Wednesday, April 29, 2009

In recent years I thought it would be fun to be a columnist, and perhaps not a very hard job. However, I have since learned that it’s a lot harder than I thought. Even though I have no editor to report to or deadline to keep, I still find it difficult to come up with a meaningful topic every week. I believe in “quality” rather than “quantity,” which is why there may be lapses between my blog entries.

Since I haven’t come up with any good ideas of my own to write about, I’ll use one of the writing prompts from a new book I recently acquired called "Old Friend from Far Away (The Practice of Writing Memoir)" by Natalie Goldberg.

“Tell Me About the Best Moment You’ve Experienced”

I know most people would say either their wedding day or the day they had their first child, but for me, it was the day my parents came to visit me in England.

I had lived there nearly two years (since getting married to a Brit) and would soon be moving to another city. For my parents, it was their first time “across the pond.” My sister, who had been to England about ten years previously, was tagging along.

My husband and I booked a room at our favorite hotel near the airport (The Travel Inn) and stayed there the night before since we’d have an early morning picking them up from Gatwick. Although it would have been funny to hold a sign, we didn’t think of it in time, so instead just looked for three bleary-eyed Americans and spotted them in no time at all. Hugs all around before heading to Baggage Retrieval to collect their luggage.

After rounding up their suitcases, it soon became obvious that it was going to take some clever maneuvering to fit them all in our tiny little Nissan, as well as making room for 5 adults. My husband, who has always been good with spatial relations, managed to squeeze us all in, though there was a suitcase wedged between my mom, sister, and I in the back seat. It was far from comfortable for the approximately three hour journey back home, but we all managed.

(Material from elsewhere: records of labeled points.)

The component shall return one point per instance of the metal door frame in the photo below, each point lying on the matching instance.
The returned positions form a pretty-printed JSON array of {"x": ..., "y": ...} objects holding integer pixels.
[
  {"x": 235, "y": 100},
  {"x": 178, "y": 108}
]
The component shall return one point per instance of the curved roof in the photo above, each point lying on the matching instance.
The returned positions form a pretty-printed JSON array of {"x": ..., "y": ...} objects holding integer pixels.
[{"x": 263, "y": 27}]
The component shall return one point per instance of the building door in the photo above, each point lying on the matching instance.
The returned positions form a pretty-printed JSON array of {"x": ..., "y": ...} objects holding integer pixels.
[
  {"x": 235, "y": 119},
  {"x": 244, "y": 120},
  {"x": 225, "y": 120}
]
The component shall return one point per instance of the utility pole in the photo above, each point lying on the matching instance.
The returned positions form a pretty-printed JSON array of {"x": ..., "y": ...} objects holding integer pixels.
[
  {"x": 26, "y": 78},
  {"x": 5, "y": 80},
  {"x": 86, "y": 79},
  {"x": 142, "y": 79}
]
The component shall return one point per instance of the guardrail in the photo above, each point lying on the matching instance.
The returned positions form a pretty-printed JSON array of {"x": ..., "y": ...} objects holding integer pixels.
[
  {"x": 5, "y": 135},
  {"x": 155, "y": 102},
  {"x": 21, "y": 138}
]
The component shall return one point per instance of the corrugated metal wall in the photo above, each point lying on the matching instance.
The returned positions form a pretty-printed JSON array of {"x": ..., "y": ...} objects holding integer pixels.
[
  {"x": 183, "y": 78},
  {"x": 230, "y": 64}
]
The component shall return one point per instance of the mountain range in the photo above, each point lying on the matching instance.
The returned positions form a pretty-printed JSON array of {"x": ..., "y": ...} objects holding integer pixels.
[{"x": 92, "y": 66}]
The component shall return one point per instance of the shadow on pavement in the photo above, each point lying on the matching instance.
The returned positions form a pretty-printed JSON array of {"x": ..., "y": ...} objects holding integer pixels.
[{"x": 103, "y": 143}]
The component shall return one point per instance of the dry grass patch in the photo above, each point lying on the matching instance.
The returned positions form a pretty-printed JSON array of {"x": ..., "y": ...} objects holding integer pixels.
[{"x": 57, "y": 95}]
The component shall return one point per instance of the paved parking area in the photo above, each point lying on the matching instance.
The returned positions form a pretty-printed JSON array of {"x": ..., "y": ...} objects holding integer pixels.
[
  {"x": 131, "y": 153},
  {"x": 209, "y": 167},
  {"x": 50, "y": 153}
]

First thing we did after arriving at our semi-detached home in Gloucester, was go out to lunch. I can’t remember if we walked or drove, but we went to a neighborhood pub so my parents could try some real British food. I think my dad might have had curry, and my sister a jacket (baked) potato with beans. I’m not sure what my mom had. I also remember stopping at the small grocer’s next door to pick up some sweet cherries to snack on later.

Since everyone’s appetites were satiated, there was only one other thing to do, have a kip (nap) for the rest of the afternoon. My husband and I stayed up since we weren’t suffering from the jet lag that the others were.

We stayed in for dinner and I made pasta bake and a salad, proving that I had learned a few useful skills since getting married.

After dinner my sister gave me a belated birthday present she had made for me. It was a little scrapbook featuring the family dog, Comet. It was so sentimental that I just cried – because I missed him so much, and because I was so happy to have my family see me in my new life in this wonderful country.